The company says it has been the official court provider for the NCAA Men’s and Women’s March Madness and Final Four since 2006. Its history materials also say it became a technical partner of FIBA in 1994 and joined Sport Court in 2005 to form Connor Sport Court International. Those ties pushed Connor Sports beyond a regional flooring maker and into the global sports-surface market.
The reach shows up in the client list. Connor Sports says its portable hardwood systems are used by more than a dozen NBA and WNBA teams, including the Atlanta Hawks, Boston Celtics, Golden State Warriors, Milwaukee Bucks, Brooklyn Nets, Oklahoma City Thunder, Philadelphia 76ers, Portland Trail Blazers, Sacramento Kings, Toronto Raptors and Utah Jazz.
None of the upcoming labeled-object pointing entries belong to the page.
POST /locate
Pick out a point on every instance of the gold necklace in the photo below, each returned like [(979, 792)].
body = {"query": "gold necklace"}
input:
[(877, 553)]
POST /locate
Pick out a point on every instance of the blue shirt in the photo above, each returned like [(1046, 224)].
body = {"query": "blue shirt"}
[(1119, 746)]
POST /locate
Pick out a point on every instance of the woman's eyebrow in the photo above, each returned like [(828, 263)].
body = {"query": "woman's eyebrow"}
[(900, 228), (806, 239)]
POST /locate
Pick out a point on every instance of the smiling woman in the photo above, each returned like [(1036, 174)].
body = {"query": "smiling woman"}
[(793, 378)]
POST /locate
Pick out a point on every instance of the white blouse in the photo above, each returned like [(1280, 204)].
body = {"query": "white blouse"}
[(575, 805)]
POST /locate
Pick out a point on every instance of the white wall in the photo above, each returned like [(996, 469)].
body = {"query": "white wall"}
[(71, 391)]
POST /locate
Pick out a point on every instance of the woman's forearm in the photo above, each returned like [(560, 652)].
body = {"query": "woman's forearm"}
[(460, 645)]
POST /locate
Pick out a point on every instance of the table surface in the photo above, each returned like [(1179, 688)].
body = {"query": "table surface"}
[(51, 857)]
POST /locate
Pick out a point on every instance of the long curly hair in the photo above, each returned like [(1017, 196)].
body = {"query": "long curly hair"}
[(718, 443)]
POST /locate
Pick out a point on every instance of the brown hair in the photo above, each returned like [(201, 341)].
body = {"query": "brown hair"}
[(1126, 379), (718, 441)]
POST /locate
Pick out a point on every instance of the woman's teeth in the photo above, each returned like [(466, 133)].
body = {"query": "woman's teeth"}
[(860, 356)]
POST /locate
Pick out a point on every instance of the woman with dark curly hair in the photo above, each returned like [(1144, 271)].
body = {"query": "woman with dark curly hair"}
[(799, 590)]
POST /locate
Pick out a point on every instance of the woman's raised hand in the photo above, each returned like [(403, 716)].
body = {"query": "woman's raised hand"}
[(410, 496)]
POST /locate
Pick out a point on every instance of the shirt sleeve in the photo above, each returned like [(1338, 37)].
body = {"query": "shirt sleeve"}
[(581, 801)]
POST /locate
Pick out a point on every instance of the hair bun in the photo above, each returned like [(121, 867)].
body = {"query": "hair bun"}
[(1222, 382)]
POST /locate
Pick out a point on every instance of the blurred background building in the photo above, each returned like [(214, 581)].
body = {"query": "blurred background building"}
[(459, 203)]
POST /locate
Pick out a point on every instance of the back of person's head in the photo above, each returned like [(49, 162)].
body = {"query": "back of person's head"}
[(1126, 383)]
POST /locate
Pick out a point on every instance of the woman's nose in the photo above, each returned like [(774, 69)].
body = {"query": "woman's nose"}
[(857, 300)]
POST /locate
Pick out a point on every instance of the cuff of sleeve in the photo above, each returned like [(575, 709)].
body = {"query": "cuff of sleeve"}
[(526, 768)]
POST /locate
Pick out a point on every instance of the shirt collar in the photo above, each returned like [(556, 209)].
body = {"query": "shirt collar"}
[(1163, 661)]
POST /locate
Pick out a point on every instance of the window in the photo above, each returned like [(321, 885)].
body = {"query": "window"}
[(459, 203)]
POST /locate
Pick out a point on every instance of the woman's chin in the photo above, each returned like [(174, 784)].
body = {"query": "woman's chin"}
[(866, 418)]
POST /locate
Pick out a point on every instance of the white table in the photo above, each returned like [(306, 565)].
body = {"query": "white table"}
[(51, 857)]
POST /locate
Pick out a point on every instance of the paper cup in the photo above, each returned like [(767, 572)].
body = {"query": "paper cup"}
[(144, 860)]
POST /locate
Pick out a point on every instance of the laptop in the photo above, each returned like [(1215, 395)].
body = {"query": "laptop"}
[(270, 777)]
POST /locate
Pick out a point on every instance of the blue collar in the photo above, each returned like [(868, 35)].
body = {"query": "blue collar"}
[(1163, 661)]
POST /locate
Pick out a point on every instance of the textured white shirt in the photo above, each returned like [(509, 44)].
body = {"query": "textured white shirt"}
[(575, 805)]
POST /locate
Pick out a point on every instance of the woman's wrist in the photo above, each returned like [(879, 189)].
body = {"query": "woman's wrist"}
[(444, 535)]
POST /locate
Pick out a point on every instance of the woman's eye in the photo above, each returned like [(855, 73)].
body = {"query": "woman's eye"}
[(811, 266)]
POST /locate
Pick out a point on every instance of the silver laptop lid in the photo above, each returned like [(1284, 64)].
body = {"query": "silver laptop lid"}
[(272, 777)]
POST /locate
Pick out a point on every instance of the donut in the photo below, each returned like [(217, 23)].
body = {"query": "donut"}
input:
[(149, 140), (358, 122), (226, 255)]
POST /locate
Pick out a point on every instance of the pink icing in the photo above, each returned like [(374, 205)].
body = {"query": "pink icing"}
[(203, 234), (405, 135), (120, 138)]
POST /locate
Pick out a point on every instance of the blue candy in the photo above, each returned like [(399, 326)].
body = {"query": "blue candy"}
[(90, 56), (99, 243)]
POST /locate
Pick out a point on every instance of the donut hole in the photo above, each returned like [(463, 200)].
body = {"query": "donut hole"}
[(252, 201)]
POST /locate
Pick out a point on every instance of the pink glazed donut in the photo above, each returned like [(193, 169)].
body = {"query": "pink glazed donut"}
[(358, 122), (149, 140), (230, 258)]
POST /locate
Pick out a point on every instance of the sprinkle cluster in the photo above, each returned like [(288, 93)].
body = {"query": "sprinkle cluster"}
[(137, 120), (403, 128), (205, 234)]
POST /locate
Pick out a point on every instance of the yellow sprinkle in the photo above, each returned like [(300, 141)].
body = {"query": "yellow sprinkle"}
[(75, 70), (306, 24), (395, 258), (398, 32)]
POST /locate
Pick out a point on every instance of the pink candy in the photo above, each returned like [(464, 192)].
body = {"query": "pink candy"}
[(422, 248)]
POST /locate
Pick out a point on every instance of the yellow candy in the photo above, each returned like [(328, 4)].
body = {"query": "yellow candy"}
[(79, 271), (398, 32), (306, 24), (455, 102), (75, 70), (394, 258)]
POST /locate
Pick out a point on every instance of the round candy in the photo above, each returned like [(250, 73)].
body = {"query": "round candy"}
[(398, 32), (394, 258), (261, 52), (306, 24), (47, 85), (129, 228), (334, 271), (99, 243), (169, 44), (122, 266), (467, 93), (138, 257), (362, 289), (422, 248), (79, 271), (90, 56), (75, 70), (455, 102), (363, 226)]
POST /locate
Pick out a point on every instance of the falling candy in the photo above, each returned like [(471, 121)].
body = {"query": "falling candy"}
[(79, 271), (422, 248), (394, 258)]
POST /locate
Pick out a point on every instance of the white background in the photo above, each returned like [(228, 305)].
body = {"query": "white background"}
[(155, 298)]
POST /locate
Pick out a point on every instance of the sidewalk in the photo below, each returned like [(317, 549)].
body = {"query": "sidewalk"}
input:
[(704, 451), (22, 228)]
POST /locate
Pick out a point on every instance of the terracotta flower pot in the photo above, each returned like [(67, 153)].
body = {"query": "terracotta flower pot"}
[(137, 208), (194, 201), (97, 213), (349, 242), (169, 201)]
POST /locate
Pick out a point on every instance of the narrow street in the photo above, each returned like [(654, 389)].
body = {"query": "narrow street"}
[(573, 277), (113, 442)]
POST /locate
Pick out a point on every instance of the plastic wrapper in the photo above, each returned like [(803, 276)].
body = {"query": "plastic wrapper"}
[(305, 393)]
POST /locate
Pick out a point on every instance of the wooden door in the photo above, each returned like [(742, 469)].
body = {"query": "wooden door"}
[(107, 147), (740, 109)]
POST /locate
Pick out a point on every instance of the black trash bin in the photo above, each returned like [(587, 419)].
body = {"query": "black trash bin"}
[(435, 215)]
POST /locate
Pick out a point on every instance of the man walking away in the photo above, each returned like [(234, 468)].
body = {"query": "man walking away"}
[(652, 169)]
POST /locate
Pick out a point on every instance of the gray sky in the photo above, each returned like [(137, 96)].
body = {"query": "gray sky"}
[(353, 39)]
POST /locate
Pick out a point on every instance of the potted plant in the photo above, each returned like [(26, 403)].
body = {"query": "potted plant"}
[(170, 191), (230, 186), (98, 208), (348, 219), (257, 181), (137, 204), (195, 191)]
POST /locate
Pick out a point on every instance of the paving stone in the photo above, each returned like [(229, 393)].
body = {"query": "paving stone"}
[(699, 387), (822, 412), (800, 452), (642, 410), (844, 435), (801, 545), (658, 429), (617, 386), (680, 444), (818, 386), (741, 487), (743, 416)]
The company also says it supplied hardwood sports flooring for the 2016 Rio de Janeiro Summer Olympics and the 2020 Tokyo Summer Olympics, giving Amasa a direct role in events watched by millions.

For Iron County, the company’s footprint is more than symbolic. The Iron County Economic Chamber Alliance describes Connor Sports Flooring as a leader in wood gym flooring and synthetic sports surfaces and says its experts have developed more DIN-certified systems than any other sports surfacing manufacturer. Business directories place the Amasa facility at 251 Industrial Park Rd and describe it as a central hub for manufacturing, product development and corporate management.
The workforce numbers show a company that is large enough to matter well beyond Amasa, but still compact enough that its local presence stands out. Business profiles list about 51 to 77 employees and one puts annual revenue at $52.9 million. A 2026 industry story said Connor Sports manufactures between 8 million and 10 million square feet of basketball flooring each year in Michigan’s Upper Peninsula, a scale that helps explain how a small Iron County operation ended up under the NCAA’s brightest lights.